The Joy of Having Written

Please welcome this guest post by Karina Fabian, author of the new book, Mind Over Psyche.

Every now and then, we have Tabata week at the gym I attend. If you don’t know Tabata, think of it as being in labor: 20 seconds of hard pushing and pain, followed by ten seconds of rest. Of course, drugs are discouraged and your trainer might not appreciate it if you snarl, “This is your fault!” but it only lasts an hour, and then you’re done until the next day. Sometimes, I enjoy going to the gym, but it had been a crazy week, anyway, and my motivation was low, even less so for Tabata, but I went. Why? Even though I didn’t look forward to going, I enjoyed having gone.

That’s how it goes with writing sometimes. There are plenty of times when I don’t feel like writing. Sometimes, other things in life seem much more important, whether planning a surprise for my husband’s retirement or doing dishes. Sometimes, it’s looking at my Amazon sales and realizing that, should something horrible happen to Rob, I would not be able to support my family on my writing. Rarely, but on occasion, a bad review or comment from someone will make me wonder why I bother. But why I bother in those moments is the same reason I bother to go to the gym: Even if I don’t want to write, I invariably enjoy having written.

There’s a definite satisfaction in a scene well crafted, a character who comes alive on the keyboard, or a sentence that makes your eyes sting with its poignancy. (Just wrote one of those today, in fact.) There’s getting that message out of the blue from a reader saying they loved my book, or from an editor asking when the next story is coming. There’s that hope that this story, this novel, will be the one to break through—but of course, that will never happen if I don’t write it. I know, too, that I’m in this for the long term. I love writing. I love having written, and I love going back over my own stories and marveling anew at the adventures I lived without ever leaving my chair.

After eight months at the gym, including four or five weeks of Tabata, I’ve lost 25 pounds. That puts me at just under 145. One of the ladies asked me what my ultimate goal was. I suppose I could go for 120 or 125, which is what my weight from my teens to my early thirties, but I realize that it doesn’t matter as much to me, any longer.

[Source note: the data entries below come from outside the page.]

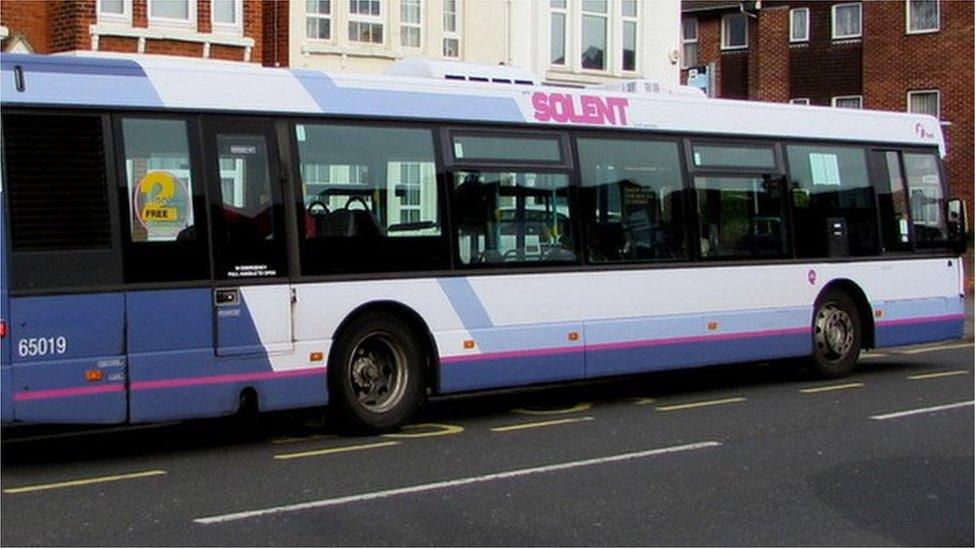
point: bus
(187, 239)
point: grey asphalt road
(755, 454)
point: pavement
(753, 454)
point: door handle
(227, 297)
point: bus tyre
(836, 335)
(376, 380)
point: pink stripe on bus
(69, 392)
(921, 320)
(226, 378)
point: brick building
(912, 55)
(218, 29)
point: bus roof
(158, 82)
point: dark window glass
(513, 149)
(927, 199)
(371, 199)
(512, 217)
(164, 239)
(59, 202)
(733, 156)
(248, 214)
(893, 202)
(741, 217)
(632, 199)
(834, 202)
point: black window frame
(46, 268)
(448, 132)
(689, 207)
(304, 248)
(138, 254)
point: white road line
(930, 409)
(452, 483)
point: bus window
(633, 200)
(741, 217)
(517, 217)
(371, 199)
(60, 203)
(831, 187)
(162, 205)
(892, 202)
(927, 200)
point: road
(755, 454)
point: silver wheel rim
(833, 332)
(378, 372)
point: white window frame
(189, 23)
(908, 19)
(725, 34)
(938, 101)
(316, 15)
(686, 41)
(833, 21)
(369, 20)
(236, 28)
(452, 35)
(835, 99)
(806, 30)
(109, 18)
(607, 46)
(564, 11)
(419, 25)
(635, 19)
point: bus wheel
(376, 380)
(836, 335)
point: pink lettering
(583, 109)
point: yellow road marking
(939, 348)
(442, 430)
(933, 375)
(701, 404)
(581, 407)
(339, 450)
(82, 482)
(831, 388)
(288, 440)
(533, 425)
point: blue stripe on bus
(96, 82)
(333, 99)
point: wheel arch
(864, 311)
(415, 323)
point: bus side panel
(907, 322)
(176, 374)
(69, 362)
(626, 346)
(6, 375)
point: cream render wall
(511, 32)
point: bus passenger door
(252, 299)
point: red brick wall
(274, 18)
(31, 19)
(896, 63)
(770, 57)
(53, 26)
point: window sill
(170, 33)
(355, 49)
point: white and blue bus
(183, 239)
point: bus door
(252, 300)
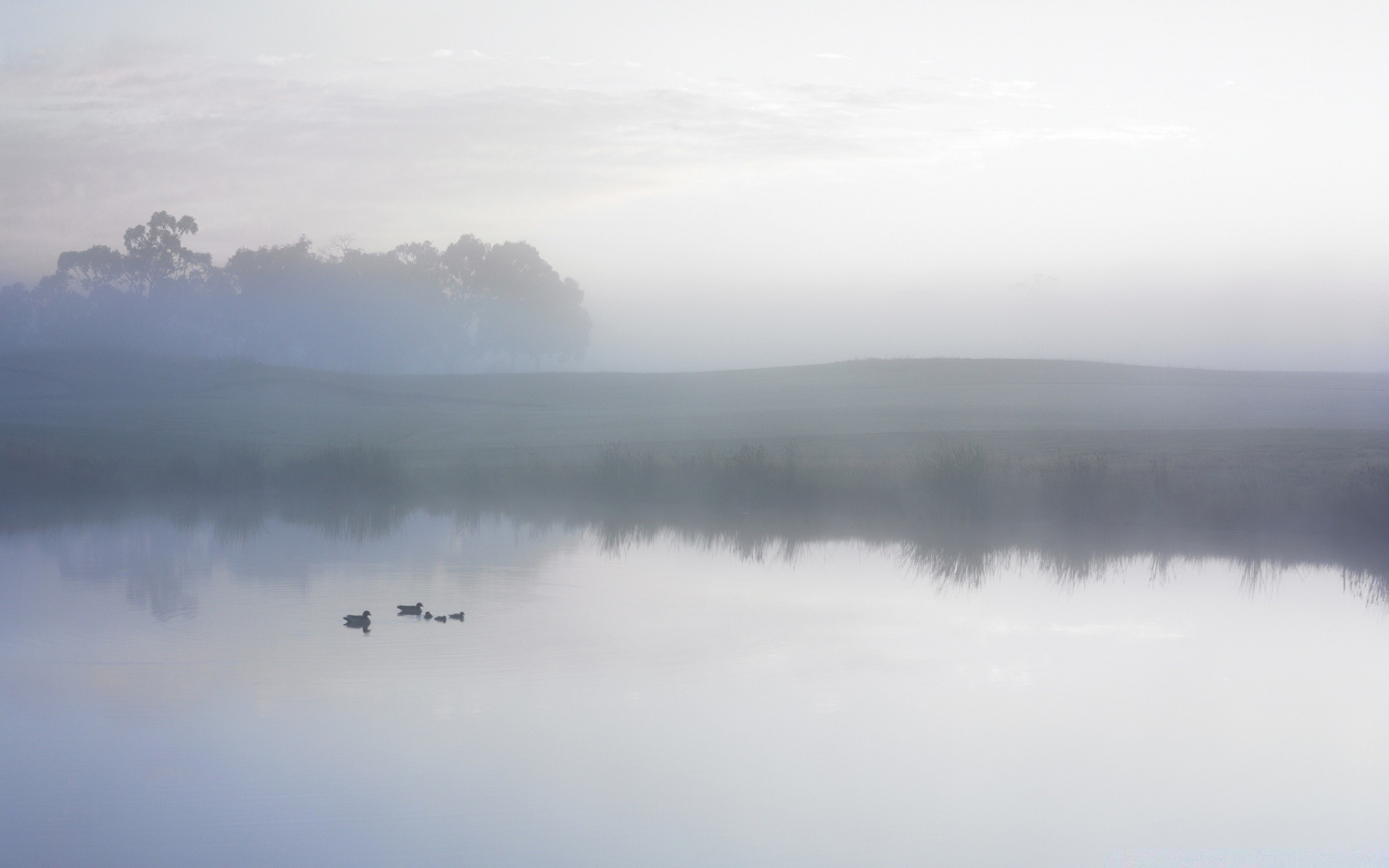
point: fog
(734, 187)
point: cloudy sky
(741, 184)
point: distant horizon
(579, 370)
(753, 185)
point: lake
(182, 694)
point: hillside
(145, 406)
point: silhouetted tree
(409, 309)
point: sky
(742, 184)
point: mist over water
(660, 703)
(791, 434)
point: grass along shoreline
(953, 510)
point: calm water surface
(174, 697)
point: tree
(410, 309)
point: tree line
(412, 309)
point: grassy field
(960, 461)
(860, 413)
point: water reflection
(656, 694)
(153, 553)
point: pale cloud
(385, 145)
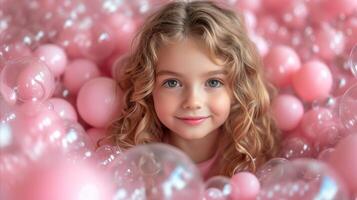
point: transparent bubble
(352, 61)
(75, 143)
(297, 147)
(348, 109)
(275, 165)
(218, 187)
(304, 179)
(156, 171)
(26, 79)
(106, 154)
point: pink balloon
(281, 63)
(56, 178)
(63, 108)
(344, 161)
(313, 81)
(287, 111)
(245, 186)
(329, 42)
(99, 101)
(54, 56)
(78, 72)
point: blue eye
(171, 83)
(214, 83)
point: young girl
(193, 80)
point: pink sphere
(329, 42)
(78, 72)
(340, 7)
(350, 28)
(96, 134)
(63, 108)
(54, 56)
(321, 127)
(245, 186)
(59, 179)
(123, 29)
(344, 161)
(251, 5)
(281, 63)
(99, 101)
(313, 81)
(287, 111)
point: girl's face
(191, 93)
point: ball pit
(56, 67)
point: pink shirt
(206, 166)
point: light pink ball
(63, 108)
(251, 5)
(54, 56)
(313, 81)
(78, 72)
(341, 7)
(95, 134)
(287, 111)
(329, 42)
(99, 101)
(245, 186)
(344, 161)
(281, 63)
(60, 179)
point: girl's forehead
(186, 53)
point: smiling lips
(193, 120)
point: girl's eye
(171, 83)
(214, 83)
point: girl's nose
(193, 99)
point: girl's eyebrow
(210, 73)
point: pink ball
(63, 108)
(123, 28)
(313, 81)
(350, 28)
(321, 127)
(281, 63)
(329, 42)
(54, 56)
(287, 111)
(78, 72)
(96, 134)
(251, 5)
(340, 7)
(58, 179)
(344, 161)
(99, 101)
(295, 13)
(245, 186)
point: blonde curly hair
(250, 134)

Maybe I’ll get there, but if I can stay around 140 and keep going with my exercising, then I’m satisfied.

You know, I have to keep that same attitude with my writing. Someday, I may make the NYT best-seller list. I may find my Amazon sales grow enough to let my husband quit his day job. But if that never happens, then if I can keep writing and producing and find readers who love my work, then I’m satisfied. Even when my motivation is low, and things around me discourage me from my craft, I keep pounding away at those words, the same way I pound away at the weights (minus the labor-like groaning, of course.)

After all, the real satisfaction is in having written.